No ocaso, o outro lado espera a luz do sol. E a nós, o que nos espera? O que ensina o sol ao despedir-se? Não fazer este instante demorado. Fraquejar na luz, mas persistir com ela. Cor. A mesma. Outro tom.
Separar-se causa estranhamento. Até para o sol, permanente na luz. Serenidade, no entanto. Que tempo este! Houve, por certo, outros que foram iguais, senão piores, e contam suas histórias.
Não perder a coragem para prosseguir. Enfrentar com garbo situações diversas e, mesmo angustiado, a outras tantas que registrem e obriguem registrar acontecimentos
Importante é saber do tido, reconhecer o ido e reconhecer que os detentores do poder causam o mal, pobres coitados que são. Na verdade, inseguros, agem assim porque precisavam dos outros e, por não se darem conta disto, exigem o que não exigem de si mesmos ou não suportam neles. Incapazes, a grande maioria. Miseráveis! Sequer entendem o sentido profundo desta palavra que os caracteriza.
Se o Planeta Azul não se desmoronou, sobrepôs-se a dores diversas, a acontecimentos infelizes. Eles nada fizeram. Ao contrário, destruíram ainda mais com guerras, desmatamentos, bombas. Incapazes foram de alimentar-se do bom e do belo, das alegrias, de seguir na caminhada sufocando tristezas e dores.
Antes mesmo que a peste do século matasse o genial ator, ele decretara ser o riso um ato de resistência. Infelizes, não gostaram da ousadia e gritaram e gesticularam e tentaram projetar-se sobre muitos com brilho tremeluzente, fraco.
Se parece pouco claro o domingueiro causo que lhes conto, se apercebam ao menos que os pósteros hão de reconhecer como se enredou em dificuldades o momento em que aqui estivemos. Impossível dissuadir de espaço e tempo, em seus aspectos metafísicos e epistemológicos para entender.
Gostaria de explorar sonho ameno, destes que desenham sorriso no rosto do leitor ao saber do canto harmonioso dos pássaros e da vontade incontida do menino ao ver subir pipa no azul do céu tocada pela brisa recém-chegada do sul.
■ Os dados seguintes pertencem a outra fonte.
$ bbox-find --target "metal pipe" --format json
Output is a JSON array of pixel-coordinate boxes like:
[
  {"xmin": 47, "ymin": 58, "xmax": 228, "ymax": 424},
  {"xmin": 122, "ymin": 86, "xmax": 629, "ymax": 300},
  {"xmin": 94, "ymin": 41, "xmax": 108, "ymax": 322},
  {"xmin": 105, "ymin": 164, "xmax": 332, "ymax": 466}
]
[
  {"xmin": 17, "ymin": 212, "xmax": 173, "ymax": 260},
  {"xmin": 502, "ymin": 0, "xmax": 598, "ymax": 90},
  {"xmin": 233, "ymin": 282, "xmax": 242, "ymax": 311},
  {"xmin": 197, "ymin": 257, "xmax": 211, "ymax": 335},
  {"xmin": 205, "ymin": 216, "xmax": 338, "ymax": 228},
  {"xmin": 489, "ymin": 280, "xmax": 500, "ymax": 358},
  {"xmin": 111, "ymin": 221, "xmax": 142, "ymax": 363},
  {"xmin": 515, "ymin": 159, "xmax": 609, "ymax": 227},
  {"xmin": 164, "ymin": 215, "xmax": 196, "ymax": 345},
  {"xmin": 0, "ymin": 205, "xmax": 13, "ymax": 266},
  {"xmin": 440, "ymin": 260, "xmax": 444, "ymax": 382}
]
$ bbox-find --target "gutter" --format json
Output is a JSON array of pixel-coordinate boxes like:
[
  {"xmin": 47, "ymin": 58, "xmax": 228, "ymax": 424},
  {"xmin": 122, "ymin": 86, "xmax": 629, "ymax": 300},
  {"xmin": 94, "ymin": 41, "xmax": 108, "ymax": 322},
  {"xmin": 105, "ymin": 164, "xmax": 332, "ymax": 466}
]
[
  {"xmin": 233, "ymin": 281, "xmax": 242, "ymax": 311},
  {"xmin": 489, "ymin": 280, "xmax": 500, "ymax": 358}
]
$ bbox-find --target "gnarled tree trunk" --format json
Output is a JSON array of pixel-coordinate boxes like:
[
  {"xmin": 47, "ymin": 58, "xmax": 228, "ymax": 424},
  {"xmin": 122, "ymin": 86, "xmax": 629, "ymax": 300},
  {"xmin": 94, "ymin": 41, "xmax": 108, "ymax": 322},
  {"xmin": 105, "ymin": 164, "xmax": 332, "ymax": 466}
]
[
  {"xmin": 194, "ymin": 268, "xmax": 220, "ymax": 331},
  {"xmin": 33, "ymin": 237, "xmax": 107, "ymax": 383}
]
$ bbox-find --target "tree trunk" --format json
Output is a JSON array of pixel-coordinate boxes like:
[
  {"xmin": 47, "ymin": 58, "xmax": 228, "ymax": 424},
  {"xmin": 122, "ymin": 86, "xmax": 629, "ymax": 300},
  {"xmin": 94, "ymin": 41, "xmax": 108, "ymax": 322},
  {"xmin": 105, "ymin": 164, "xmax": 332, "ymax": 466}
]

Aqui, o sonho é outro. Tampouco hesito em palavra que permita entender as etapas e os limites por que passa, no meu tempo, o conhecimento humano com uma geração devotada à tecnologia e aos objetos que criou.
Tudo avança muito rapidamente. A humanidade? Bom deve orgulhar-se destes avanços todos, se com eles encontrar velocidade que revele iguais favores em razão do homem.
Por favor, olhe em redor. Veja. Sinta. Conclua. Não se esqueça de que “o tempo é a medida do movimento segundo o antes e o depois”. Não vá fundo demais em busca do entendimento, porque o presente carece de espaço. As coisas passam num momento. A sensação do presente persiste, porque a atenção perdura. Assim como o futuro que, na verdade, não existe. O que existe, isto sim, é a expectação dele.
Semelhante, as lembranças que insistem em fazer o passado perdurar. Sentiu como um dado momento presente é, ao mesmo tempo, presente e passado?
Melhor seguir o poeta: meu tempo? É quando!